During holidays, many people in major Chinese cities face the problem of抢票 (ticket grabbing) on the 12306 train ticket platform, which experiences extreme QPS and millions of concurrent requests.

The author studies the 12306 backend architecture and shares a simulated example of handling 1 million users competing for 10 000 tickets while keeping the service stable.

Key components of a large‑scale high‑concurrency system include distributed clusters, multiple layers of load balancers (OSPF, LVS, Nginx), and fault‑tolerance mechanisms such as dual data centers.
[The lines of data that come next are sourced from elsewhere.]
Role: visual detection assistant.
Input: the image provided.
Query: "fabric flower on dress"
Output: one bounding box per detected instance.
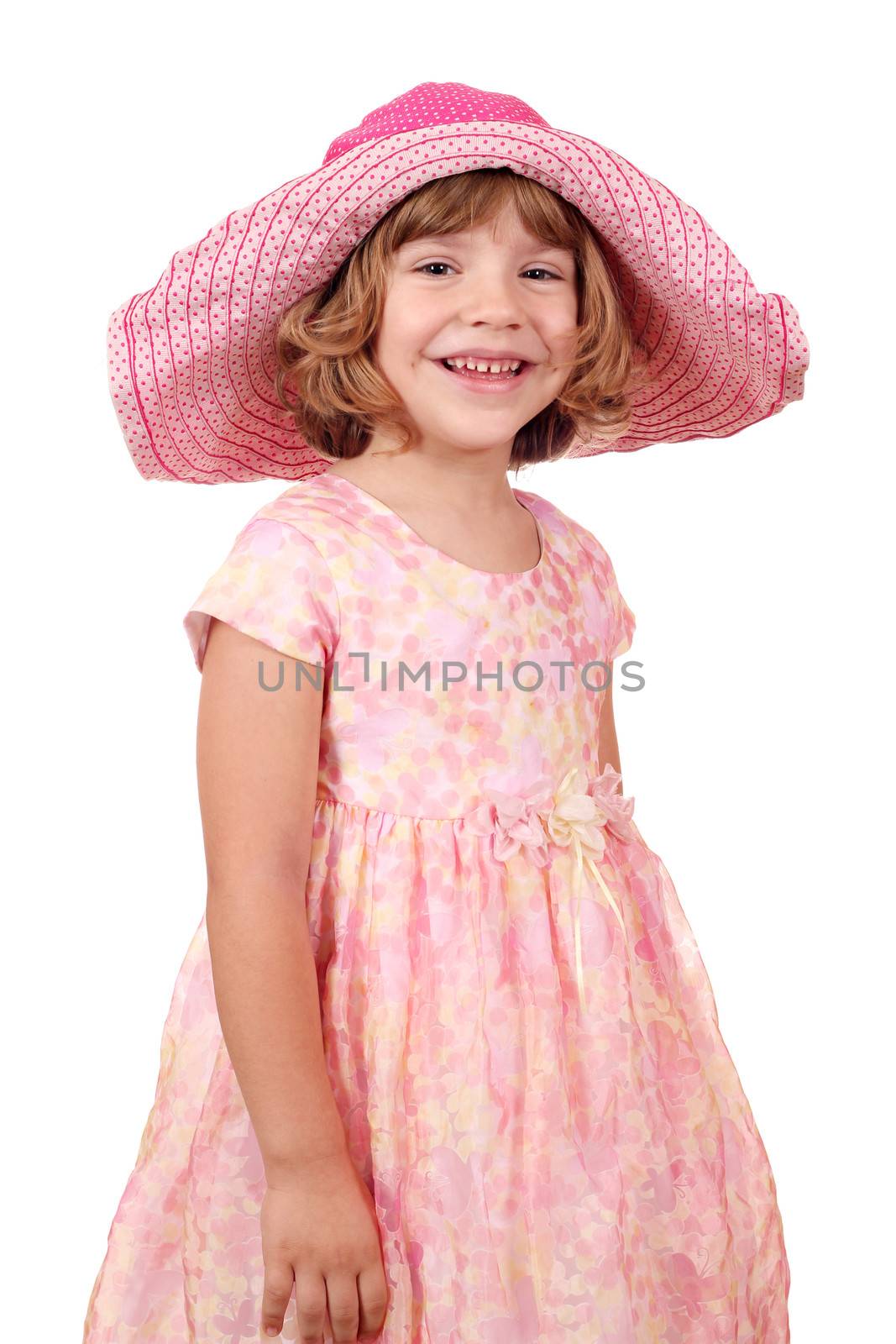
[466,764,634,1004]
[464,778,551,869]
[589,764,634,840]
Nginx is used for three load‑balancing methods—round‑robin, weighted round‑robin, and IP‑hash. An example of weighted round‑robin configuration is shown:

#配置负载均衡
upstream load_rule {
    server 127.0.0.1:3001 weight=1;
    server 127.0.0.1:3002 weight=2;
    server 127.0.0.1:3003 weight=3;
    server 127.0.0.1:3004 weight=4;
}
...
server {
    listen 80;
    server_name load_balance.com www.load_balance.com;
    location / {
        proxy_pass http://load_rule;
    }
}

Four local Go HTTP services (ports 3001‑3004) are started; each logs requests to ./stat.log. The AB tool is used to generate 1 000 requests with 100 concurrent connections, confirming that each port receives the expected proportion of traffic (1, 2, 3, 4).

To avoid database bottlenecks, the design adopts a pre‑deduction (pre‑stock) strategy: each server keeps a local inventory in memory, reduces it atomically, and only when local stock is sufficient does it invoke a remote Redis stock‑deduction.

Redis stores the total inventory and sold count in a hash. The remote deduction is performed atomically with a Lua script:

const LuaScript = `
    local ticket_key = KEYS[1]
    local ticket_total_key = ARGV[1]
    local ticket_sold_key = ARGV[2]
    local ticket_total_nums = tonumber(redis.call('HGET', ticket_key, ticket_total_key))
    local ticket_sold_nums = tonumber(redis.call('HGET', ticket_key, ticket_sold_key))
    if (ticket_total_nums >= ticket_sold_nums) then
        return redis.call('HINCRBY', ticket_key, ticket_sold_key, 1)
    end
    return 0
`

The Go initialization sets local stock, Redis keys, and a channel used as a lightweight distributed lock. The request handler performs:

if localSpike.LocalDeductionStock() && remoteSpike.RemoteDeductionStock(redisConn) {
    // success response
} else {
    // sold out response
}

Performance testing on a low‑spec Mac shows the single‑node service handling over 4 000 requests per second, with uniform traffic distribution and no failed requests. Logs confirm correct stock updates and graceful handling of sold‑out conditions.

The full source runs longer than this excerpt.